La rivelazione delle forze nascoste Pubblicato il 28 Aprile, 2024
Nel settimo giorno di Pèsach, D-O operò per il popolo d’Israele il miracolo più prodigioso che si sia mai visto in tutte le generazioni: l’apertura del mar Rosso.
“E le acque formavano per loro un muro alla loro destra ed alla loro sinistra.” (Shemòt 14:29)
Nel settimo giorno di Pèsach, D-O operò per il popolo d’Israele il miracolo più prodigioso che si sia mai visto in tutte le generazioni: l’apertura del mar Rosso. Il Midràsh dà una descrizione dell’immagine che si presentò in quel momento: sul fondo del mare spuntarono alberi, che diedero frutti già maturi, mentre sopra di essi volavano uccelli cinguettanti, e i bambini raccoglievano i frutti e li davano da mangiare agli uccelli, che cantarono insieme agli Ebrei la Cantica del Mare. È nota la regola secondo la quale D-O non fa alcun miracolo senza che ve ne sia una ragione. D-O ha creato il mondo in modo che esso segua le leggi della natura. In mancanza di un motivo particolare, D-O non opera miracoli che sconvolgano l’andamento naturale delle cose. Ed ecco che qui, noi vediamo un miracolo che può sembrare del tutto superfluo: perché tutti quegli alberi e tutti quei frutti?
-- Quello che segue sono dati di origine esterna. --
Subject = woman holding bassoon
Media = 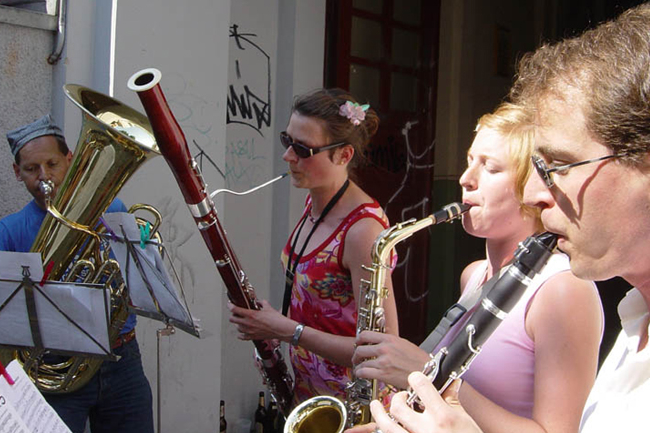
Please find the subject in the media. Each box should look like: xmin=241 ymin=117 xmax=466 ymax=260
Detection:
xmin=229 ymin=89 xmax=399 ymax=406
xmin=348 ymin=103 xmax=603 ymax=433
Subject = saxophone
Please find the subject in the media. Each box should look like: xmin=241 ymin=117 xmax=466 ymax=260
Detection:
xmin=283 ymin=202 xmax=470 ymax=433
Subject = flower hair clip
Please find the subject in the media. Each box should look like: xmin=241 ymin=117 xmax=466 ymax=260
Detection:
xmin=339 ymin=101 xmax=370 ymax=126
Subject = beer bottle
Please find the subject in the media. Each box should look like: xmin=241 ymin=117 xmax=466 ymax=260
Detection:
xmin=254 ymin=392 xmax=267 ymax=433
xmin=265 ymin=400 xmax=278 ymax=433
xmin=219 ymin=400 xmax=227 ymax=433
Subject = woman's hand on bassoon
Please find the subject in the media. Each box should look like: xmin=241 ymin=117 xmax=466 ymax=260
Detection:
xmin=228 ymin=299 xmax=297 ymax=342
xmin=352 ymin=331 xmax=431 ymax=390
xmin=370 ymin=373 xmax=482 ymax=433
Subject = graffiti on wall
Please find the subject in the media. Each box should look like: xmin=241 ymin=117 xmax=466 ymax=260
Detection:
xmin=225 ymin=137 xmax=267 ymax=188
xmin=385 ymin=120 xmax=436 ymax=303
xmin=226 ymin=24 xmax=273 ymax=189
xmin=227 ymin=24 xmax=272 ymax=136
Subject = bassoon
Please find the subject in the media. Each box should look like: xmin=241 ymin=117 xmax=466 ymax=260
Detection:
xmin=127 ymin=68 xmax=294 ymax=415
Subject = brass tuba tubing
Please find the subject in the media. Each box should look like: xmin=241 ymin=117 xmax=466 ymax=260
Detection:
xmin=1 ymin=85 xmax=160 ymax=394
xmin=283 ymin=202 xmax=470 ymax=433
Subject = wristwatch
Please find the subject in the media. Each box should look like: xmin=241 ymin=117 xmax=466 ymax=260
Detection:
xmin=291 ymin=323 xmax=305 ymax=347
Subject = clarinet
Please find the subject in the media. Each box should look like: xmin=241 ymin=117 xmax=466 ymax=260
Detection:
xmin=128 ymin=68 xmax=294 ymax=415
xmin=408 ymin=231 xmax=557 ymax=403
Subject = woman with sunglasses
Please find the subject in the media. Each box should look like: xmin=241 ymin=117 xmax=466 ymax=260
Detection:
xmin=348 ymin=103 xmax=603 ymax=433
xmin=229 ymin=88 xmax=399 ymax=405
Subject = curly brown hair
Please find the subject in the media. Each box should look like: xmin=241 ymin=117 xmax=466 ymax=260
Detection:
xmin=511 ymin=3 xmax=650 ymax=165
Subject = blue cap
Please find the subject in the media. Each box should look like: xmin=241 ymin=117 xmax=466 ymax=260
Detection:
xmin=6 ymin=114 xmax=65 ymax=157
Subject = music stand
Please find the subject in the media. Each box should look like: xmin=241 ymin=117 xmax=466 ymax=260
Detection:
xmin=0 ymin=251 xmax=113 ymax=359
xmin=101 ymin=213 xmax=201 ymax=337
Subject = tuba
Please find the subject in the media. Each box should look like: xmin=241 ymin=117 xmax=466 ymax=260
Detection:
xmin=0 ymin=85 xmax=160 ymax=393
xmin=283 ymin=203 xmax=470 ymax=433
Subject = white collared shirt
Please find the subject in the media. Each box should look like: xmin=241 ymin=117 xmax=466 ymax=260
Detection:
xmin=580 ymin=288 xmax=650 ymax=432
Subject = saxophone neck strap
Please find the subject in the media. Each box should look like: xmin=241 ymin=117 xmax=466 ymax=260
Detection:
xmin=419 ymin=264 xmax=503 ymax=353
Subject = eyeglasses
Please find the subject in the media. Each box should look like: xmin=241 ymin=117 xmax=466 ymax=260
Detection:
xmin=280 ymin=131 xmax=346 ymax=158
xmin=531 ymin=153 xmax=626 ymax=188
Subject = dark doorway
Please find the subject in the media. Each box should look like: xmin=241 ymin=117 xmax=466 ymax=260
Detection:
xmin=325 ymin=0 xmax=442 ymax=343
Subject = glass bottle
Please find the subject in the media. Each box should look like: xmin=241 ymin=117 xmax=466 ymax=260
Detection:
xmin=254 ymin=392 xmax=267 ymax=433
xmin=220 ymin=400 xmax=227 ymax=433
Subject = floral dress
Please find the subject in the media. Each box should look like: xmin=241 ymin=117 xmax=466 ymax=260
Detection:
xmin=282 ymin=195 xmax=391 ymax=404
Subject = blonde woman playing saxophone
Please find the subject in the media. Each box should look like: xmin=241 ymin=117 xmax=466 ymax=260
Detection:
xmin=347 ymin=103 xmax=603 ymax=433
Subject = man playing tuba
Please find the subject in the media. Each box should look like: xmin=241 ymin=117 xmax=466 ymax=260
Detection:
xmin=0 ymin=114 xmax=154 ymax=433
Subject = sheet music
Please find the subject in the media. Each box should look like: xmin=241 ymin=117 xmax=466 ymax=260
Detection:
xmin=102 ymin=212 xmax=198 ymax=334
xmin=0 ymin=360 xmax=71 ymax=433
xmin=0 ymin=252 xmax=43 ymax=281
xmin=0 ymin=251 xmax=112 ymax=356
xmin=0 ymin=395 xmax=30 ymax=433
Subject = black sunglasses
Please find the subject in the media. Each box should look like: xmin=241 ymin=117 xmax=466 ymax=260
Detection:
xmin=280 ymin=131 xmax=346 ymax=158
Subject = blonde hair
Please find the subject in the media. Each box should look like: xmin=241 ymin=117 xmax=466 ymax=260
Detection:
xmin=476 ymin=103 xmax=542 ymax=230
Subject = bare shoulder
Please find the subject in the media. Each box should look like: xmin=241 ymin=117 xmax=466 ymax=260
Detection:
xmin=344 ymin=214 xmax=386 ymax=249
xmin=340 ymin=206 xmax=388 ymax=271
xmin=527 ymin=270 xmax=603 ymax=337
xmin=460 ymin=260 xmax=486 ymax=294
xmin=534 ymin=271 xmax=601 ymax=310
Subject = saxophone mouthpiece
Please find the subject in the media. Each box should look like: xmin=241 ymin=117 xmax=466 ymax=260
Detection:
xmin=431 ymin=202 xmax=472 ymax=224
xmin=458 ymin=202 xmax=472 ymax=213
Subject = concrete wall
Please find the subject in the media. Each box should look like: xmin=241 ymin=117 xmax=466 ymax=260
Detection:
xmin=0 ymin=5 xmax=56 ymax=218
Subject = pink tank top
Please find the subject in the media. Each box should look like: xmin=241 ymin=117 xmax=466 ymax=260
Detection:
xmin=458 ymin=254 xmax=576 ymax=418
xmin=282 ymin=195 xmax=391 ymax=404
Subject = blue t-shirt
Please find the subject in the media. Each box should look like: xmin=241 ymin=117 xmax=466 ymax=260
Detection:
xmin=0 ymin=199 xmax=136 ymax=333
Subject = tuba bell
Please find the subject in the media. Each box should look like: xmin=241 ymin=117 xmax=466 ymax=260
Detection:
xmin=0 ymin=84 xmax=160 ymax=393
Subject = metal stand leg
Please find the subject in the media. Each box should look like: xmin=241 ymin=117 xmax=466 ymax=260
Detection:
xmin=156 ymin=324 xmax=175 ymax=433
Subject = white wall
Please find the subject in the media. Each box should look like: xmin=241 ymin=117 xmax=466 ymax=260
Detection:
xmin=112 ymin=2 xmax=231 ymax=432
xmin=222 ymin=0 xmax=281 ymax=426
xmin=223 ymin=0 xmax=326 ymax=426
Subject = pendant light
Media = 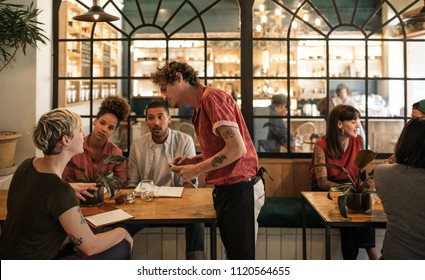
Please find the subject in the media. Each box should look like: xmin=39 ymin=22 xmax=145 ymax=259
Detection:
xmin=73 ymin=0 xmax=119 ymax=22
xmin=404 ymin=0 xmax=425 ymax=22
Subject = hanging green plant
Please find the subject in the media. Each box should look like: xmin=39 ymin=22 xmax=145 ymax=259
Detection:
xmin=0 ymin=0 xmax=48 ymax=72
Non era stato sufficiente il miracolo dell’apertura del mar Rosso, per salvare il popolo d’Israele?!
Una preparazione al Matàn Torà
Anche l’apertura stessa del mare fu accompagnata da miracoli apparentemente superflui: sarebbe bastato infatti che le acque si ritirassero, perché gli Ebrei potessero passare, ma D-O fece di più di ciò: le acque del mare si ersero a formare come un muro ai due lati: “alla loro destra ed alla loro sinistra”! Quale fu lo scopo di quest’ulteriore miracolo?! La risposta è che quei prodigi non furono miracoli aggiunti, ma una parte sostanziale del miracolo stesso dell’apertura del mar Rosso, il miracolo che non salvò soltanto i Figli d’Israele dagli egiziani, ma li preparò anche a ricevere la Torà.
L’apertura del ‘mare’ dell’occultamento
Con gli avvenimenti del Monte Sinai, D-O produsse un cambiamento nell’ordine del mondo. Fino ad allora era esistita una separazione fra ‘alto’ e ‘basso’, fra la santità e la realtà fisica. La santità Divina, di fatto, era presente in ogni particolare del mondo, ma in forma nascosta ed occulta. Con il Matàn Torà, fu data al popolo d’Israele la forza di rivelare il Divino che esiste nella realtà materiale. L’occultamento fu rimosso e fu svelata l’essenza vera delle cose. La preparazione a ciò fu l’apertura del Mar Rosso. Quando gli Ebrei passarono nel mare, godettero del privilegio di sperimentare le più prodigiose manifestazioni Divine. L’apertura del mare, infatti, espresse l’essenza del Matàn Torà: il mare rappresenta l’occultamento, e l’apertura del mare esprime la rimozione dell’occultamento e la rivelazione delle cose che si trovano sotto l’’acqua’.
Torà e preghiera
Lo stesso tema si espresse anche nello spuntare degli alberi e dei frutti. Nella terra si trova la forza vegetativa, ed anche nel seme dell’albero si nasconde il potenziale per i frutti che darà, solo che esso non è visibile ai nostri occhi e resta celato. Al momento dell’apertura del mare, però, quando tutte le cose occulte divennero manifeste, la terra fece crescere immediatamente gli alberi, ed essi diedero subito i frutti. Questo non fu un miracolo a parte, ma l’espressione della rivelazione di tutte le forze che si nascondono nella creazione. Anche l’ergersi delle acque in un muro dalle due parti fu una conseguenza di quello che stava accadendo a livello spirituale. I nostri Saggi raccontano che al momento dell’apertura del mar Rosso vi fu un’accusa nei confronti del popolo d’Israele: in cosa essi erano migliori degli egiziani? E cosa fece sì che essi si salvassero? “Alla loro destra ed alla loro sinistra”: il merito della Torà (che è chiamata ‘destra’), ed il merito della preghiera, o dei tefillìn (che appartengono alla parte della sinistra). E dal momento che allora si rivelò ogni cosa agli occhi di tutti, il merito della Torà ed il merito della preghiera divennero subito un muro, “alla loro destra ed alla loro sinistra”.